What if a loan buyer knows that the lead bank does not have the right to sell the loans to the buyer? What if the loan buyer asks for assurances from the lead bank that it will pay the participants from the loan sale proceeds, yet the lead bank refuses to give such assurances? What if the buyer buys the loans notwithstanding
these circumstances? Is the buyer liable to the participants when the lead bank fails to pay them?
No, according the Appellate Court of Illinois. Ottawa Savings Bank v. JDI Loans, Inc., et al., 2007 Ill. App. LEXIS 686 (June 25, 2007). The reason? A loan participant
can only look to the lead bank for satisfaction of its loans. Absent proving that the loan buyer was a party to any agreements with the participants, the loan buyer owes no duty to the participants.
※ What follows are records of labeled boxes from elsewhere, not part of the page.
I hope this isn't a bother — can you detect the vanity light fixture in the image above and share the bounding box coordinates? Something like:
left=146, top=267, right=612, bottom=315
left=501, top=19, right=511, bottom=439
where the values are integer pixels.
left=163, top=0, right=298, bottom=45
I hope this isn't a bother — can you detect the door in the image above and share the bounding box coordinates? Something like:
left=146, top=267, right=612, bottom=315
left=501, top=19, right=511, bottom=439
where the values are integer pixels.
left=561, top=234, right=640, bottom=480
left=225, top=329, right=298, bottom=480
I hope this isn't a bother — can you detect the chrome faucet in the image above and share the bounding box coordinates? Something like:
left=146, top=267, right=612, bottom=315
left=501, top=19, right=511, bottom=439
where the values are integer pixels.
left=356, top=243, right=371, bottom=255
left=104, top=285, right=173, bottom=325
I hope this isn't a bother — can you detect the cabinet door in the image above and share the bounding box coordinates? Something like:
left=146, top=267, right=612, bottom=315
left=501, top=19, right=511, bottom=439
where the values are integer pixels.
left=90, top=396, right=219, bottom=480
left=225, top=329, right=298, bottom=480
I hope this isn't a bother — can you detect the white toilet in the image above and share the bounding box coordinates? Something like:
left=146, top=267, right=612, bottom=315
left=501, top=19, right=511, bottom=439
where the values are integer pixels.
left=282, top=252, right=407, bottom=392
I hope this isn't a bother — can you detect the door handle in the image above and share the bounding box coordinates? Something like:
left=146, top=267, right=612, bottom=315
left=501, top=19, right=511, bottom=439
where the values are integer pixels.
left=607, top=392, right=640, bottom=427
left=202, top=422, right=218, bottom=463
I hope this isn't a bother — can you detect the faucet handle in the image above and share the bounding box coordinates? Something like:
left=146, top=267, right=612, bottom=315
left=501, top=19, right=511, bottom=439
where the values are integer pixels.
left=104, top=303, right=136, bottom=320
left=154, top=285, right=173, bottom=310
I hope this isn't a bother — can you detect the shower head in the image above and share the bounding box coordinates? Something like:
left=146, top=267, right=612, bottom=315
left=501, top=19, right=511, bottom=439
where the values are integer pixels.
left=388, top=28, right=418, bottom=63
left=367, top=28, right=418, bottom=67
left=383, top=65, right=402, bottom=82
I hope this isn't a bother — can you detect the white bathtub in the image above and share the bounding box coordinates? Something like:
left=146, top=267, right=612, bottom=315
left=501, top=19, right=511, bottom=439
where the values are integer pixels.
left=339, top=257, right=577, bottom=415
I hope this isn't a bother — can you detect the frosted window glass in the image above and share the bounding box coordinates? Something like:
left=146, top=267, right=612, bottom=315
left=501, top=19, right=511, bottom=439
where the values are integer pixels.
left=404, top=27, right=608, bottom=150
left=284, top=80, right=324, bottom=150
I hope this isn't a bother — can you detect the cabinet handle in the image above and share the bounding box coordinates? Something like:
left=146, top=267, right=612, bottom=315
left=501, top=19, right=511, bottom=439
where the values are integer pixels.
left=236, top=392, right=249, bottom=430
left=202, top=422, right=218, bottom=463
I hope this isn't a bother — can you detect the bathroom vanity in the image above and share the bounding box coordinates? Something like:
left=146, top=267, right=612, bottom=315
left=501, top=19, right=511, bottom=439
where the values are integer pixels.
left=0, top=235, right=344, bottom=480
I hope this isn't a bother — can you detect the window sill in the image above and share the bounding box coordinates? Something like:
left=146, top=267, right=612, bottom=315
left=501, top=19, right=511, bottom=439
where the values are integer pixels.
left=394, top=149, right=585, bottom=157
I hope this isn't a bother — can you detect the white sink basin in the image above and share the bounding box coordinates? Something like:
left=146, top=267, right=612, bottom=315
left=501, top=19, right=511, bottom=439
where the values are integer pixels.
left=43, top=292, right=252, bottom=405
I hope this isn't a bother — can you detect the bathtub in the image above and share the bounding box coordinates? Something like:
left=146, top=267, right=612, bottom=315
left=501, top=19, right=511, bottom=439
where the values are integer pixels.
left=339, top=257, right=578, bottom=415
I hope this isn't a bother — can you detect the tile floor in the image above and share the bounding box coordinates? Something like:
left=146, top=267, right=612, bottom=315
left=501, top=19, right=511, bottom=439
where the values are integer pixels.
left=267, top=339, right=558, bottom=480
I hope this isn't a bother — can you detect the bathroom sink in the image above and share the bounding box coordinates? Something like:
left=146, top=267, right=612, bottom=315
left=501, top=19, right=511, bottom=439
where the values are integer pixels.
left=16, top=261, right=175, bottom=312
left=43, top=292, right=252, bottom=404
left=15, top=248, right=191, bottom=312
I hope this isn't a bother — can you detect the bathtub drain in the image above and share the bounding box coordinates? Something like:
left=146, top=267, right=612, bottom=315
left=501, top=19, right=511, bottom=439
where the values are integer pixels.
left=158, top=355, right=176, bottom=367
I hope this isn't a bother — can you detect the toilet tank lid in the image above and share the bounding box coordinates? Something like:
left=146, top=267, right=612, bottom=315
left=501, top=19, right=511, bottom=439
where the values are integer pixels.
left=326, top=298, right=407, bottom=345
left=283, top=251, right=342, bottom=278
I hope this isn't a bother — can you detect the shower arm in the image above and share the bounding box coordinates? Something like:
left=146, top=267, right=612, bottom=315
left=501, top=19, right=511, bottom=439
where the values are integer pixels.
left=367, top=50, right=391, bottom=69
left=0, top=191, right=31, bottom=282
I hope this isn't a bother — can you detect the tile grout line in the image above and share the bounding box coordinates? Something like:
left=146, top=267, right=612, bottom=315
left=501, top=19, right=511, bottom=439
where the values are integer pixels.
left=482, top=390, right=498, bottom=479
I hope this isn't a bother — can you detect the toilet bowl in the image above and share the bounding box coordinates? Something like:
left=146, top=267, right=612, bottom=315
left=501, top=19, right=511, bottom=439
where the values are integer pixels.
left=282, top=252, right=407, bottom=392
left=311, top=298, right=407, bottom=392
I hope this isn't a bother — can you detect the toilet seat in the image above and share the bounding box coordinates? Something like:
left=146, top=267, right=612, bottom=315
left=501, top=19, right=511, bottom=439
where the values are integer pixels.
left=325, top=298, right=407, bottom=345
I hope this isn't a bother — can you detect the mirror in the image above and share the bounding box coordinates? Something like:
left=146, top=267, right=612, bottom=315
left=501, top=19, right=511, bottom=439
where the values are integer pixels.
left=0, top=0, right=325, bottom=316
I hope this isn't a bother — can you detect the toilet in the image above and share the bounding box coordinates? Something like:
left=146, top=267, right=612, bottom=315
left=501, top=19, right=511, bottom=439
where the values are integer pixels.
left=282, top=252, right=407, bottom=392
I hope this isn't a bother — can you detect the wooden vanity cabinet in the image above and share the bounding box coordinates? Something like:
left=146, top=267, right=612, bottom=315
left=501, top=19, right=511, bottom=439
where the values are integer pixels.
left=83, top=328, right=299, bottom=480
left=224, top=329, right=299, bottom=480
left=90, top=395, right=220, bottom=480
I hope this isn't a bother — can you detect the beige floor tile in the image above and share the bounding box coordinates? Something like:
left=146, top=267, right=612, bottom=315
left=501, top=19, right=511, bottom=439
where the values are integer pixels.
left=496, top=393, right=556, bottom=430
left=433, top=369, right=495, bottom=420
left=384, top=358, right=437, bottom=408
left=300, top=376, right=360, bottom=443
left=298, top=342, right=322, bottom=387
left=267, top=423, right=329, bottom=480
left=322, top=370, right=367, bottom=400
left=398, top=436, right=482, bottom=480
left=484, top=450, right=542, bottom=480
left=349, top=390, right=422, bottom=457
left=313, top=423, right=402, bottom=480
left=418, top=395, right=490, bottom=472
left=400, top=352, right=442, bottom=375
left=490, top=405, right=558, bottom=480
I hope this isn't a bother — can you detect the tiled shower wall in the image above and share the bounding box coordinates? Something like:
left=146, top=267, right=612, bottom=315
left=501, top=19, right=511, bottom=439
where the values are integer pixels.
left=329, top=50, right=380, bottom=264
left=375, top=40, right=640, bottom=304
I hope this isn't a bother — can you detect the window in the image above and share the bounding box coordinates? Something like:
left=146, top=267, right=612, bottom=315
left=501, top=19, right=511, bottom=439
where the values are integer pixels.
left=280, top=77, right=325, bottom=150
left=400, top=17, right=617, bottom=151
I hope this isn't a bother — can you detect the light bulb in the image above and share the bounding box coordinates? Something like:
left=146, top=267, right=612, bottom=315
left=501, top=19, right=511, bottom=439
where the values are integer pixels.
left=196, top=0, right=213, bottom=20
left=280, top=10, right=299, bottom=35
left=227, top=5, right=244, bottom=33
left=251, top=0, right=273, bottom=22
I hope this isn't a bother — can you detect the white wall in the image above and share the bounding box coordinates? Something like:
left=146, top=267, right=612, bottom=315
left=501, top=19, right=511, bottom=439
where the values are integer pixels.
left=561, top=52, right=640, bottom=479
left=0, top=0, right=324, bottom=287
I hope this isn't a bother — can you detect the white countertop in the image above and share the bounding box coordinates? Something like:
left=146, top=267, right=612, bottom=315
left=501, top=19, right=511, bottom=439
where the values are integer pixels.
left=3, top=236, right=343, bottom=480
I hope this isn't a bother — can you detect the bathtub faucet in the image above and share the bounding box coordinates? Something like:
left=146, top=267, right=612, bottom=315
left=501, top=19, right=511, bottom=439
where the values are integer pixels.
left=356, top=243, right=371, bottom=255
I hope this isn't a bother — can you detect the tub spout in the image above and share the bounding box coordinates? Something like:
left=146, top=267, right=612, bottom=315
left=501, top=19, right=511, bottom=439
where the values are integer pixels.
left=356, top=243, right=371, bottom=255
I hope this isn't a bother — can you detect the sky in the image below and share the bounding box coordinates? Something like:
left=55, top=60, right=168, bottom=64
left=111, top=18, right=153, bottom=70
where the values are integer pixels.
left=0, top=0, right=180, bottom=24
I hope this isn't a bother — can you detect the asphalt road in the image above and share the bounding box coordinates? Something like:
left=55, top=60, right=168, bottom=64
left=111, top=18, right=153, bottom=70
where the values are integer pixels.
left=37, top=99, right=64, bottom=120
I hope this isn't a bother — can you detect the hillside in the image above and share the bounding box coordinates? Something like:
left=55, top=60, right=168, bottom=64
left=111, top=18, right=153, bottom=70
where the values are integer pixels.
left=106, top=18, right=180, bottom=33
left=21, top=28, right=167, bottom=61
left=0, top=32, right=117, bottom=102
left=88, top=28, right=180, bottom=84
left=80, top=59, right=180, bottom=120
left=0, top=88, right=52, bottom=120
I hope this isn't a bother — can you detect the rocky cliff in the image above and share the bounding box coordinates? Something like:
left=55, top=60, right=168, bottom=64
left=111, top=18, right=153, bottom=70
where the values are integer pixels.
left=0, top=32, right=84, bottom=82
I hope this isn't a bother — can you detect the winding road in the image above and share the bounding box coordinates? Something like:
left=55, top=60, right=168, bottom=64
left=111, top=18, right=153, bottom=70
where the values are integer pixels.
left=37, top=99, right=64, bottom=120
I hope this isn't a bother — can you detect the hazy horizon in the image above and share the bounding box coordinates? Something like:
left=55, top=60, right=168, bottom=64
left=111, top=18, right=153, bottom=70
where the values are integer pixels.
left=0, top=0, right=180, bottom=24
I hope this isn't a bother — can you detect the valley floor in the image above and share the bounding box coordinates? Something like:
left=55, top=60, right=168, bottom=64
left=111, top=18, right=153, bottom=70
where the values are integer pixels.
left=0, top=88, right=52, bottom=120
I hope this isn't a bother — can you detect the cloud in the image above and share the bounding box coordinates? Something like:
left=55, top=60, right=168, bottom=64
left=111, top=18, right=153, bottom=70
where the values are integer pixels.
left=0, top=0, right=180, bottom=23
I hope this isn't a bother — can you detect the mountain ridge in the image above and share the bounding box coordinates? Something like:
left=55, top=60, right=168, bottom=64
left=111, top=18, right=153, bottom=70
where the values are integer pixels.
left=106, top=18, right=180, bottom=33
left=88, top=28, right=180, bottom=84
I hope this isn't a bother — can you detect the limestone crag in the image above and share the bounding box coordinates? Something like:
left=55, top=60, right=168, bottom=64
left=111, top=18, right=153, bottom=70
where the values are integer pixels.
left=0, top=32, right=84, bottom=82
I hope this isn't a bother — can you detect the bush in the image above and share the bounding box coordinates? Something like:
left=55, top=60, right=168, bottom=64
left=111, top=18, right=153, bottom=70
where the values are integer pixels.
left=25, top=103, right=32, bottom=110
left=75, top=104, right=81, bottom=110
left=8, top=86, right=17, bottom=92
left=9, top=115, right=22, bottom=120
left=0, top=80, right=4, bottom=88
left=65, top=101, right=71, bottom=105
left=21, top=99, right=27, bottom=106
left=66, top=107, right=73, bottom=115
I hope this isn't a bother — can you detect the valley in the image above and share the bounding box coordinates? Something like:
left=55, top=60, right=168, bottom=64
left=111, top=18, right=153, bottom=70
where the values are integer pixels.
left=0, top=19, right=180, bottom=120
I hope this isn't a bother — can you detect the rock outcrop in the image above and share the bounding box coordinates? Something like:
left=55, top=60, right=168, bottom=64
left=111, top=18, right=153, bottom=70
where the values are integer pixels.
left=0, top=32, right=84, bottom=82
This, notwithstanding that:
(1) the participation agreements provided that the lead bank did not have any ownership
interest in the participation loans and did not have the right to sell the participation loans;
(2) the loan buyer was provided with a copy of the participation
agreement form; and
(3) the loan buyer asked for various forms of assurances that the lead bank would pay the proceeds to the participants (payoff letters from participants, payment of the sale proceeds to the lead bank’s attorney, execution of a side letter stating that the lead bank will pay the participants), yet all such requests were refused by the lead bank.
It may be of some consolation that the president of the lead bank subsequently was imprisoned for bank fraud.